Windows Vista was hit by significantly fewer publicly disclosed security flaws in its first year than Windows XP and open source rivals in their first years, according to a report from Microsoft.
The report, written by Jeff Jones, a security strategy director in Microsoft’s Trustworthy Computing group, is part of Microsoft’s effort to show that its work on redesigning the security architecture and adding new security features to Vista have paid off.
Jones’ report comes in the wake of an InfoWorld petition signed by 30,000 people that asks Microsoft not to discontinue Windows XP as planned on June 30, but to instead keep it available alongside the newer Windows Vista indefinitely.
Jones also found that changes to the way Microsoft handles patching has resulted in less work for system administrators on Vista compared to Windows XP.
The report also comes on the heels of figures from Secunia, which reported fewer vulnerabilities for Windows in 2007 compared to open source operating systems in the same time period.
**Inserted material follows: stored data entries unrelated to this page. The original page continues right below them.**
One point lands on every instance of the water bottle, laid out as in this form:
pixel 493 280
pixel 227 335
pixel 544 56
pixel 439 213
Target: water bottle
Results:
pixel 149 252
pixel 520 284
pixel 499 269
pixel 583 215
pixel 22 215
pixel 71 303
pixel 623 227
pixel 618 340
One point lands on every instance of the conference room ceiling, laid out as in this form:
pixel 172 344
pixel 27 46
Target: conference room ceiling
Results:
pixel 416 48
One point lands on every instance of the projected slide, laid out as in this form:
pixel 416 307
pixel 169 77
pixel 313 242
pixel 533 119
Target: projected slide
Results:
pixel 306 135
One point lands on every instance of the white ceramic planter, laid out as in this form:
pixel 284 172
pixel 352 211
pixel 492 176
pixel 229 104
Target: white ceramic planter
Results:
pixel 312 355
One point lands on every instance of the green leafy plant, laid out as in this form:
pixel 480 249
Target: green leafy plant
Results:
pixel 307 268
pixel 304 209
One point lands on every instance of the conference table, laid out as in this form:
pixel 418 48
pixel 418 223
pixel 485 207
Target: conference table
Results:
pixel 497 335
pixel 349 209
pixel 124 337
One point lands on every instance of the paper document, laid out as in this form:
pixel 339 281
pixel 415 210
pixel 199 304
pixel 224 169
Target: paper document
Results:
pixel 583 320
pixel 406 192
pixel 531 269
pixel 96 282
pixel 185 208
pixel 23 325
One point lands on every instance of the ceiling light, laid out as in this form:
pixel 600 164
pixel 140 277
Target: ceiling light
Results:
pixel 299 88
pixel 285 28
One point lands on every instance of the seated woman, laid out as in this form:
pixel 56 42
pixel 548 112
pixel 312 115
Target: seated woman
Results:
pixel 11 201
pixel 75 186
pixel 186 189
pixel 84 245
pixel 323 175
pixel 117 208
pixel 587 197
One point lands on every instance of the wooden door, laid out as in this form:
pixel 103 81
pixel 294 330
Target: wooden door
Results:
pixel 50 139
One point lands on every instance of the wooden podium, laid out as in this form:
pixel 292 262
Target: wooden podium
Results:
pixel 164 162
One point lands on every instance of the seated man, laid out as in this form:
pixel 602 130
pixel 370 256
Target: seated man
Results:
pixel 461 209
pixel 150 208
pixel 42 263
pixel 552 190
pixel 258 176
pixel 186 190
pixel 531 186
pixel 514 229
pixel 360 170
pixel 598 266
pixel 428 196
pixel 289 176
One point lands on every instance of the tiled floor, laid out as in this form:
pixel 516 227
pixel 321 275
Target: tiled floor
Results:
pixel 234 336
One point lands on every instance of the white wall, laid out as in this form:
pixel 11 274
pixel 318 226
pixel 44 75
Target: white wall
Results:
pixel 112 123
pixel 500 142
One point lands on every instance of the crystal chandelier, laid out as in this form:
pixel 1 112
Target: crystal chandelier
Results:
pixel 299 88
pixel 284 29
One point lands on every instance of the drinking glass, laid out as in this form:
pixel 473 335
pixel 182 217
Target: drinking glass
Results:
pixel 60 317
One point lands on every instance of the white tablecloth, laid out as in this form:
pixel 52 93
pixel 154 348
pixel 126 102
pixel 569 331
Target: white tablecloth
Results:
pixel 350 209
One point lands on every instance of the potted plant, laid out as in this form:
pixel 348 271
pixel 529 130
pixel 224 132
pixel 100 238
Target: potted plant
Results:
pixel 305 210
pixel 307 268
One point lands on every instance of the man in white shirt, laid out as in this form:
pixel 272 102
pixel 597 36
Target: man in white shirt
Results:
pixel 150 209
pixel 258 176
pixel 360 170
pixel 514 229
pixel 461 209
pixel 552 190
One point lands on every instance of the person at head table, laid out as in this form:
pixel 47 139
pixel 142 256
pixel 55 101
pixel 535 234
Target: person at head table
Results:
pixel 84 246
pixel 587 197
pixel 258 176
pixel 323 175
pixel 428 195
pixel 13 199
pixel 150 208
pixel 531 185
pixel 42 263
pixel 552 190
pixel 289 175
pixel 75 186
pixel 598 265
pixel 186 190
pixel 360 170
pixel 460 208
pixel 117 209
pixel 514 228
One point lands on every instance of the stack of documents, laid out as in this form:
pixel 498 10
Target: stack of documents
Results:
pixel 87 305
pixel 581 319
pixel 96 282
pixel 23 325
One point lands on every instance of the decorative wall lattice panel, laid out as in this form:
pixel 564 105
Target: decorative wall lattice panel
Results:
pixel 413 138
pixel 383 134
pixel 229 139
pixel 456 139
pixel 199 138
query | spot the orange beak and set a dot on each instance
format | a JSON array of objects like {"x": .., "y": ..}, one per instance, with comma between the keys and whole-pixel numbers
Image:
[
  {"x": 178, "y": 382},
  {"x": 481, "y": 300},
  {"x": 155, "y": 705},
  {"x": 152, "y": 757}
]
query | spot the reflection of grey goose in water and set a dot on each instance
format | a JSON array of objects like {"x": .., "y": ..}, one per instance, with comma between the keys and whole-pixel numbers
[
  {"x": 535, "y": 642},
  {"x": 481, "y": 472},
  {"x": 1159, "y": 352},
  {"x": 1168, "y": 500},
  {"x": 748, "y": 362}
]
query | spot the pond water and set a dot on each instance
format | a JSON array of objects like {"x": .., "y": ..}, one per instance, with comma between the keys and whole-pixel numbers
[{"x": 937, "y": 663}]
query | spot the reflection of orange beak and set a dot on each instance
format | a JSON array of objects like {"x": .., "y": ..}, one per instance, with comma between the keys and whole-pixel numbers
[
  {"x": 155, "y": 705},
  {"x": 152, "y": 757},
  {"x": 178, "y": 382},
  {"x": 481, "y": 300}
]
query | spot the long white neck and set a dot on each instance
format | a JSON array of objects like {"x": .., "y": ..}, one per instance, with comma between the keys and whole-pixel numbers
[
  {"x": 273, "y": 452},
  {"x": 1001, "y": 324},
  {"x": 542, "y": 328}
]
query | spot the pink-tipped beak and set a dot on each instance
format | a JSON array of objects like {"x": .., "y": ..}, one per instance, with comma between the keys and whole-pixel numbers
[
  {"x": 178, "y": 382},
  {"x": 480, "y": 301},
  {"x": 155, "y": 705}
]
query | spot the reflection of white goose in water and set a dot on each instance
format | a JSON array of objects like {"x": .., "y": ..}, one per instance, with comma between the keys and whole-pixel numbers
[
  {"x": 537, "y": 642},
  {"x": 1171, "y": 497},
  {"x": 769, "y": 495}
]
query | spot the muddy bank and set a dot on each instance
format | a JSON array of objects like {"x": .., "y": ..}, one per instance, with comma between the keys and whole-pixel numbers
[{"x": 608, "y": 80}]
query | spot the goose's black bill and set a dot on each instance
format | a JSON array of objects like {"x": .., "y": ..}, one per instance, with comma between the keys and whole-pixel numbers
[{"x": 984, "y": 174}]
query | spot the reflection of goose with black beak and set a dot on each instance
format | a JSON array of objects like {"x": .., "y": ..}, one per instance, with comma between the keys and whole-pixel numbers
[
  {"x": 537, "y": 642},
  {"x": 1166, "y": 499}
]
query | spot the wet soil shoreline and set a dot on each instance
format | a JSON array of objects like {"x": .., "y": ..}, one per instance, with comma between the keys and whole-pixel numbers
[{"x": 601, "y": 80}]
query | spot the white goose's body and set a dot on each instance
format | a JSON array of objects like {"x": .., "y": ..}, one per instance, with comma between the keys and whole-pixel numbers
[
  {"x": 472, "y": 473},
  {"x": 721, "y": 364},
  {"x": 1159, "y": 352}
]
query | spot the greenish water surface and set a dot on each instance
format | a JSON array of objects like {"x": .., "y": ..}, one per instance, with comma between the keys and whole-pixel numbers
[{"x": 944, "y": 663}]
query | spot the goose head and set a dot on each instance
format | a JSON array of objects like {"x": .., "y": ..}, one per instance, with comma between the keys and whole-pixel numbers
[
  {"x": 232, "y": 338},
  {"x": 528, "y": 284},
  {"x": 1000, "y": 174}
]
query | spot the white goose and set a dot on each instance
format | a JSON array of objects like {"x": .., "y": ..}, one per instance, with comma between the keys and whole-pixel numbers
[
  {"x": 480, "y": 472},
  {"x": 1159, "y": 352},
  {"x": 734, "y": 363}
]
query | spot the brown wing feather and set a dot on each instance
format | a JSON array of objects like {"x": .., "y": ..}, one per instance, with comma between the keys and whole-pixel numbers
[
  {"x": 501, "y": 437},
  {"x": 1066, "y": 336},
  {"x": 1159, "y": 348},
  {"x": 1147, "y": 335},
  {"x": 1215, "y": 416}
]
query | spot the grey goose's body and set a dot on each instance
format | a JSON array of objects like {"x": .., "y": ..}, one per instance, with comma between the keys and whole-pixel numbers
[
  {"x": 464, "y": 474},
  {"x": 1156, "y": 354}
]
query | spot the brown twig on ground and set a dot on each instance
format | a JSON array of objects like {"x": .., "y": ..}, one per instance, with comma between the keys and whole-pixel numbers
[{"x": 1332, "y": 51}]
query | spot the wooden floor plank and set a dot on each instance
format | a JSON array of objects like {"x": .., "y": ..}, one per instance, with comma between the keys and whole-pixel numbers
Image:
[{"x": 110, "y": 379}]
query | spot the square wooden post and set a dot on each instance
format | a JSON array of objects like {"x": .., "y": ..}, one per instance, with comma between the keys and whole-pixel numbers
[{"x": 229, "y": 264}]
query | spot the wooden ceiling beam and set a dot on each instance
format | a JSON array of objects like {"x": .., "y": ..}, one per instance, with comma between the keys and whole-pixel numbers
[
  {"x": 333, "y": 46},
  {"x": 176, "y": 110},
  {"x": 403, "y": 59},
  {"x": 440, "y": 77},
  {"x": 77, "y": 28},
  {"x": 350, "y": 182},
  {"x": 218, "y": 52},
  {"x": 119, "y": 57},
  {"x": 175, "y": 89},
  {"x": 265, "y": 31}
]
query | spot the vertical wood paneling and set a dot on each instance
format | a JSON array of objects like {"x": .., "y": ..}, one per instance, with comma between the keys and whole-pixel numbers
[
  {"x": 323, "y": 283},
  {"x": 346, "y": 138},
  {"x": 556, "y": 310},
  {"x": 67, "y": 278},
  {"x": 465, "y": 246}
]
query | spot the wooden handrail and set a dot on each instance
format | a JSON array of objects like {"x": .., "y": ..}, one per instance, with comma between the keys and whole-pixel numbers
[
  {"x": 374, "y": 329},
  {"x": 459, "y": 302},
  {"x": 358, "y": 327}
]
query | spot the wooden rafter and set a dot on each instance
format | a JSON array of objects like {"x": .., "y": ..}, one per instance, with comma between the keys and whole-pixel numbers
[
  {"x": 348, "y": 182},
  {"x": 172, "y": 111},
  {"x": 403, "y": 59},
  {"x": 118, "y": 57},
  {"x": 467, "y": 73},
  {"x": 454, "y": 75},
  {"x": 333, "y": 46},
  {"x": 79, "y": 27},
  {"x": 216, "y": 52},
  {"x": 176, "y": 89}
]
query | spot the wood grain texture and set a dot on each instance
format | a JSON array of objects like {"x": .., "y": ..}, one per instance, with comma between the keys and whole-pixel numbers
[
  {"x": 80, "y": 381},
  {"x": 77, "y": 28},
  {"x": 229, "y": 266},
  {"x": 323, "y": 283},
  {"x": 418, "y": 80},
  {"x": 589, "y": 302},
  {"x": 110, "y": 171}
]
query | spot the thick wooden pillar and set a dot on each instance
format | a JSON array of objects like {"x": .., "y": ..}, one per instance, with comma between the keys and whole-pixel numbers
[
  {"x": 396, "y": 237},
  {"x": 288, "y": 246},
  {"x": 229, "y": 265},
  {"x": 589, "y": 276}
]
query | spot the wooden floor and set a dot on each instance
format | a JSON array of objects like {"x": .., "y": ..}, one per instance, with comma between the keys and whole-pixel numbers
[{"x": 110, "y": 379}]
However, Microsoft’s report compares the way each OS fared in its first full year of supported distribution.
Comparisons between different types of operating systems on the basis of numbers of public bug reports are often downplayed by security experts, who say they are only part of the picture. For instance, Linux-based OSs are composed mainly of third-party components whose bug reports are all known publicly, whereas third-party components play a small part in Windows and many bugs may be uncovered but not made public.
However, Microsoft’s main interest with the new report is in convincing users that Vista – which has received heavy criticism over bugs and usability issues – is more secure and more easily managed than XP.
“The results of the analysis show that Windows Vista has an improved security vulnerability profile over its predecessor,” said Jones in the report. “Analysis of security updates also shows that Microsoft improvements to the security update process and development process have reduced the impact of security updates to Windows administrators significantly compared to its predecessor.”
In its first year Microsoft released 17 security bulletins and patches affecting Vista, compared to 30 for XP in its first year, Jones said.
Microsoft fixed 36 bugs in Vista compared to 65 in XP, and there remained 30 unpatched bugs in Vista, compared to 54 for XP in their first years.
The number of vulnerabilities fixed in Mac OS X and in Linux-based operating systems was higher in their first years, Jones said: 360 in Red Hat Enterprise Linux 4 Workstation, 224 in Ubuntu 6.06 LTS and 116 in Mac OS X 10.4.
The figures for Red Hat and Ubuntu apply to a reduced set of components, which Jones used in order to make the figures more comparable to those of Windows.
“It is a common objection to any Windows and Linux comparison that counting the ‘optional’ applications against the Linux distribution is unfair, so I’ve completed an extra level of analysis to exclude component vulnerabilities that do not have comparable functionality shipping with a Windows OS,” Jones wrote.
Jones compared the number of “patch events” during the year for each operating system, indicating the number of days out of the year that administrators needed to deal with patches for each OS.
“My analysis found that administrators were required to mobilize much less often for Windows Vista than any other product examined,” he wrote.
Vista had nine patch events, XP had 26, Red Hat had 64, Ubuntu had 65 and Mac OS X had 17, Jones found.
Jones admitted that the figures do not indicate which operating system is “more secure” than the others, saying any such analysis would need to look at software quality, administrative controls, physical controls and other issues.
However, he said the figures were nonetheless important within their context. “This report is a vulnerability analysis, which may provide some elements that could be part of a broader security analysis,” he wrote.